- Research article
- Open Access
- Open Peer Review
Long-term mortality in HIV patients virally suppressed for more than three years with incomplete CD4 recovery: A cohort study
BMC Infectious Diseasesvolume 10, Article number: 318 (2010)
The mortality in patients with persistent low CD4 count despite several years of HAART with sustained viral suppression is poorly documented. We aimed to identify predictors for inadequate CD4 cell recovery and estimate mortality in patients with low CD4 count but otherwise successful HAART.
In a nationwide cohort of HIV patients we identified all individuals who started HAART before 1 January 2005 with CD4 cell count ≤ 200 cells/μL and experienced three years with sustained viral suppression. Patients were categorized according to CD4 cell count after the three years suppressed period (≤ 200 cells/μL; immunological non-responders (INRs), >200 cells/μL; immunological responders (IRs)). We used logistic regression and Kaplan-Meier analysis to estimated risk factors and mortality for INRs compared to IRs.
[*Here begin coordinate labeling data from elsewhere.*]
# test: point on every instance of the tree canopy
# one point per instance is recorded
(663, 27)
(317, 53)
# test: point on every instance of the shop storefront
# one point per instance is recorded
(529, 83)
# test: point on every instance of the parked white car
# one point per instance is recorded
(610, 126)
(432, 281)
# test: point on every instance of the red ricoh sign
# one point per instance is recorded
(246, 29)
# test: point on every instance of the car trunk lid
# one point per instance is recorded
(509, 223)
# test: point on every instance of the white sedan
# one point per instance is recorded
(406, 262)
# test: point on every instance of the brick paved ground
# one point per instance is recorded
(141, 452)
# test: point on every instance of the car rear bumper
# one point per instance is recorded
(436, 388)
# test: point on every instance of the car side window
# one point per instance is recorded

We identified 55 INRs and 236 IRs. In adjusted analysis age > 40 years and > one year from first CD4 cell count ≤ 200 cells/μL to start of the virologically suppressed period were associated with increased risk of INR. INRs had substantially higher mortality compared to IRs. The excess mortality was mainly seen in the INR group with > one year of immunological suppression prior to viral suppression and injection drug users (IDUs).
Age and prolonged periods of immune deficiency prior to successful HAART are risk factors for incomplete CD4 cell recovery. INRs have substantially increased long-term mortality mainly associated with prolonged immunological suppression prior to viral suppression and IDU.
The introduction of HAART has decreased morbidity and mortality in HIV patients due to viral load (VL) suppression and immunological recovery . Still, the immunological reconstitution after HAART initiation varies depending on the pre-HAART level of immunodeficiency [2–7]. Several studies have shown that patients with successful virological response to HAART and incomplete initial CD4 recovery have increased mortality [5, 8, 9]. However, the outcome is poorly documented for patients with pesistent low CD4 count despite several years of HAART with sustained VL suppression.
Within a nationwide cohort of HIV infected patients we identified all individuals who were on stable HAART, had been virally suppressed for more than three years and had a CD4 cell count ≤ 200 cells/μL prior to the virally suppressed period. In this population we identified immunologic non-responders who did not rise to a CD4 cell count > 200 cells/μL after the three years of sustained VL suppression. We aimed to identify predictors for inadequate CD4 cell recovery and to determine the mortality in the immunological non-responders compared to those with an adequate CD4 cell response.
The study was performed as a nationwide cohort study. In the first part of the study we estimated risk factors for immunological non-response (CD4 cell count ≤ 200 cells/μL after three years of VL suppression). In the second part of the study we estimated mortality in immunological non-responders (INRs) versus immunological responders (IRs).
Denmark had a population of 5.5 million as of 31 December 2008, with an estimated HIV prevalence of approximately 0.07% in the adult population [10, 11]. Patients with HIV infection are treated in one of the country's eight specialized medical centres, where they are seen on an outpatient basis at intended intervals of 12 weeks. Antiretroviral treatment is provided free of charge to all HIV-infected residents of Denmark. The national criteria for initiating HAART have been described previously .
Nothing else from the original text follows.